In meiner Jugendzeit in den 1950er-Jahren erlebte ich im Altmühltal noch den Kiebitz und den Wiedehopf, den Pirol und die Schwanzmeise, Haubenmeise, das Goldhähnchen, den Zaunkönig und viele der so liebenswürdigen Rotkehlchen, um ein paar zu nennen. In den Hofmühlwiesen lockte abends der Wachtelkönig mit markantem Ruf seine Familie zusammen, und der schillernde Eisvogel sauste über die Wasserfläche. Im Herbst waren die Leitungsdrähte voll Schwalben, die sich auf ihrem Weg nach Süden ausruhten, und um den Eichstätter Rathausturm jagten schrill pfeifend in gewaltigem Tempo die Mauersegler. Sie sind alle verschwunden. Nicht einmal ein Eichkatzl ist zu sehen, und beim abendlichen Ansitz muss man froh sein, wenn eine Amsel sich beim Suchen nach Würmern zusehen lässt. Seit Jahren steigt keine Lerche mehr jubilierend in den Himmel. Viele Jägerkollegen bestätigten, dass sie wochenlang kein Reh mehr gesehen haben.

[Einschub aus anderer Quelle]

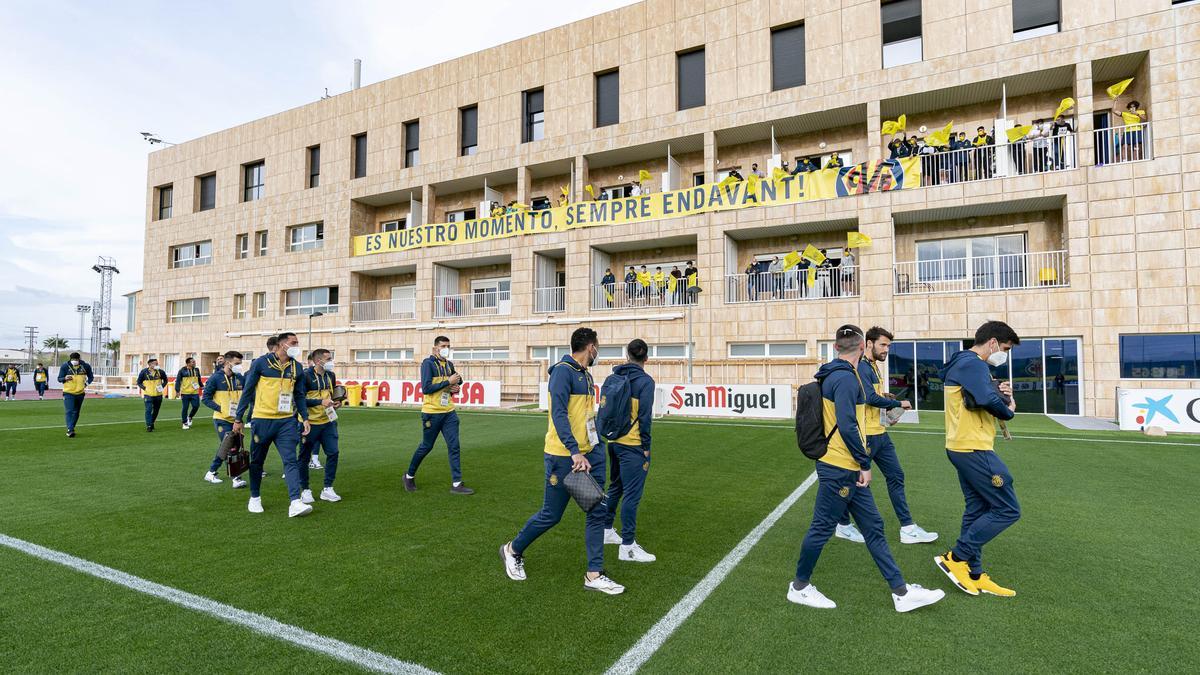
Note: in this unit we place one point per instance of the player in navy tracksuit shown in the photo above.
(629, 457)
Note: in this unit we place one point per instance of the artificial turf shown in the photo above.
(1102, 560)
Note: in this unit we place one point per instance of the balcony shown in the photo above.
(839, 281)
(1006, 272)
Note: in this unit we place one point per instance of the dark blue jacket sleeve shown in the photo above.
(559, 400)
(845, 401)
(976, 378)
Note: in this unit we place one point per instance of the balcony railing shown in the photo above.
(985, 273)
(622, 296)
(1024, 157)
(552, 299)
(383, 310)
(792, 285)
(480, 303)
(1121, 144)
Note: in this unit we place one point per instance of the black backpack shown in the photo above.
(810, 434)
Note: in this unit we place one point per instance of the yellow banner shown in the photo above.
(881, 175)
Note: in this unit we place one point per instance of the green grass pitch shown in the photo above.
(1103, 560)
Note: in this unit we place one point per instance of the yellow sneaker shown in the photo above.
(987, 585)
(958, 572)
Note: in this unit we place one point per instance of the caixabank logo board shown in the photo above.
(1173, 410)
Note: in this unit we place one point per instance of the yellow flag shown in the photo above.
(813, 254)
(1119, 88)
(1018, 132)
(857, 240)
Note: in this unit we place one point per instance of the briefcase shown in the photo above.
(583, 489)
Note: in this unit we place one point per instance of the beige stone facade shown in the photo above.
(1126, 234)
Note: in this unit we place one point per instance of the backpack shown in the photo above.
(810, 435)
(616, 414)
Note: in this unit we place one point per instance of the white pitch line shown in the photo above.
(257, 622)
(653, 639)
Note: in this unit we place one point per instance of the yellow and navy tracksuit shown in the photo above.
(151, 381)
(630, 454)
(438, 416)
(970, 436)
(571, 431)
(187, 384)
(221, 393)
(268, 383)
(844, 400)
(879, 443)
(323, 431)
(75, 380)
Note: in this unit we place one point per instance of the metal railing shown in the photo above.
(1024, 157)
(839, 281)
(1121, 144)
(383, 310)
(1044, 269)
(481, 303)
(629, 296)
(551, 299)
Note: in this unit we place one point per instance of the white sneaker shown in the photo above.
(850, 533)
(514, 562)
(916, 535)
(917, 597)
(299, 508)
(809, 596)
(635, 553)
(603, 584)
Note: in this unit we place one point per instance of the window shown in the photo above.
(534, 115)
(360, 155)
(208, 191)
(607, 97)
(768, 350)
(191, 310)
(166, 196)
(367, 356)
(191, 255)
(468, 131)
(306, 237)
(901, 31)
(412, 143)
(690, 79)
(315, 166)
(1161, 357)
(252, 181)
(1035, 18)
(787, 57)
(461, 215)
(480, 353)
(310, 300)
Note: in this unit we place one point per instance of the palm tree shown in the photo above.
(55, 344)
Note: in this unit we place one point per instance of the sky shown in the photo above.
(79, 81)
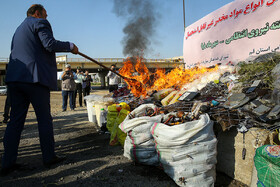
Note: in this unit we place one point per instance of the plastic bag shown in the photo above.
(111, 117)
(267, 165)
(117, 136)
(139, 144)
(187, 151)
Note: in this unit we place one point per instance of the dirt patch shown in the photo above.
(90, 160)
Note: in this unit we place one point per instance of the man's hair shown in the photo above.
(33, 9)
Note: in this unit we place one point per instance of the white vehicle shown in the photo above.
(3, 90)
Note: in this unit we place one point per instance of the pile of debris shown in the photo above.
(173, 127)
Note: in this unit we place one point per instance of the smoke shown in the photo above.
(140, 26)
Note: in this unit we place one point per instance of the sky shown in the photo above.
(98, 32)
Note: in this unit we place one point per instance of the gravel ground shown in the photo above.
(90, 160)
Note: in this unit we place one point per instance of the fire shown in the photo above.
(140, 82)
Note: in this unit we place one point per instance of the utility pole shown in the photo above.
(184, 14)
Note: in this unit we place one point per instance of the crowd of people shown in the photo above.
(74, 83)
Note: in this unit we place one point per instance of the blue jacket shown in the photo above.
(32, 58)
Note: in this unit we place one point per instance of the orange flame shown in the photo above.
(139, 77)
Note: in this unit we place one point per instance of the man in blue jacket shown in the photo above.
(31, 74)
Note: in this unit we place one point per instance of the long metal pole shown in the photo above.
(184, 14)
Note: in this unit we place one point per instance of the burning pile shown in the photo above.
(141, 81)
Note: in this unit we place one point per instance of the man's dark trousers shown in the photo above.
(65, 95)
(21, 95)
(79, 90)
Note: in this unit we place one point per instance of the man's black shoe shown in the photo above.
(6, 171)
(55, 160)
(5, 121)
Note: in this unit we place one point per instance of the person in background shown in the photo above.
(7, 107)
(86, 84)
(79, 88)
(31, 74)
(68, 87)
(113, 79)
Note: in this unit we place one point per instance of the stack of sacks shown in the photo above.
(116, 114)
(187, 151)
(139, 144)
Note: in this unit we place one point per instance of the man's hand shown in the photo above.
(75, 50)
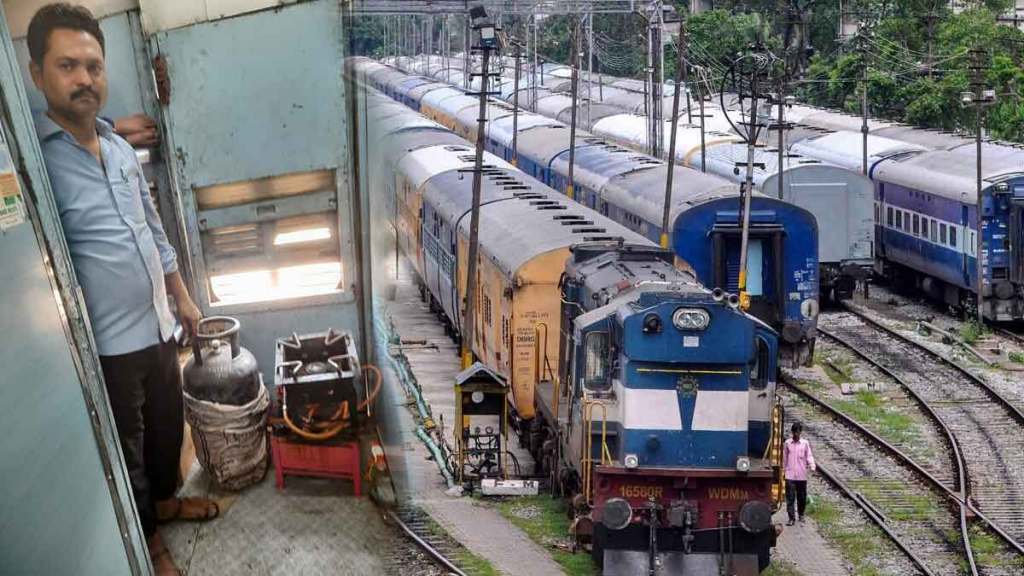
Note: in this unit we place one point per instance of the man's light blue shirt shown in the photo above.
(117, 243)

Die Ursachen sind vielfältig - manches lässt sich kaum ändern. Was getan werden kann, ist ein strikt durchgesetztes Verbot des Zugvogelfangs in den südeuropäischen und afrikanischen Ländern. Gestoppt werden sollte der "Landfraß", zumal in allen Städten und Dörfern reihenweise Wohnhäuser und nicht mehr gebrauchte Scheunen zum Ausbauen leer stehen.

Ich bin mir sicher, dass es viele Zeitgenossen gibt, denen die Tiere im Wald, die Vogelwelt und die Käfer piepegal sind. Aber: Am Ende der Kette steht der Mensch!